Wednesday, December 1, 2021

Mixed views on booze law amendment

Different stakeholders have expressed mixed views on the proposed amendment of liquor act of 2003.

Government has been embarking on a consultation tour with various stakeholders such as the business community and community leaders.

In April this year, the then Minister of investment, trade and Industry Peggy Serame said consultations had started and would be concluded in June this year.

Among the proposed liquor amendments is to have liquor outlets established far from the community (schools and churches), allow easy access of liquor (being sold in filling stations etc) and also to promote self-regulation. 

Last week, junior Trade Minister – Molebatsi Molebatsi engaged Gaborone City councilors on the proposed amendment.

Molebatsi indicated that once the consultations have been concluded, the proposed bill will be tabled before Parliament during the winter session next year.

“Consultation process is expected to be completed in June and once the consultation is complete, government will then move to engage lawyers to draft a law on the new act,” said Molebatsi.

On the other hand, Councilor of old Naledi North Oarabile Motlaleng dismissed the proposed amendments, saying that it is bound to disempower old Naledi residents.

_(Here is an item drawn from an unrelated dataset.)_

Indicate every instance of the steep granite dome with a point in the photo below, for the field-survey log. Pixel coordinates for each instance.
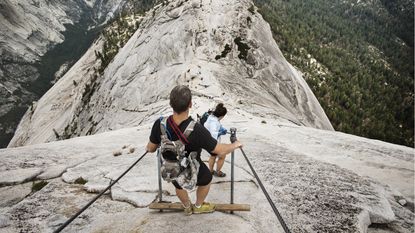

He argued that livelihoods of Old Naledi residents depend on the selling of alcohol, adding that allowing petrol stations and supermarkets to sell alcohol will defeat their efforts.

“I plead with you Honorable Minister to revisit this amendment because it will do more harm than good,” said Motlaleng.

Meanwhile, Kgosi Oageng Mosole of Old Naledi said the proposed amendment will affect the livelihoods of many Batswana, not only those from old Naledi.

“I have not had the time to go through most of the amendments but one thing for sure is that the one seeking to allow petrol stations to sell alcohol will have a negative impact on livelihoods,” said Mosole.

For his part, Botswana Alcohol Industry Association (BAIA) Spokesperson Jacob Sesinyi said it is a controversial issue, saying that government has already consulted them.

“We have met with government officials on the issue and there were mixed views on it but the bottom line is that the government proposed amendment will give customers convenience to buy anytime”. 

“Selling of alcohol in petrol stations and supermarkets is nothing new, it is even there in South Africa, so those with better financial muscle will be catered for,” said Sesinyi.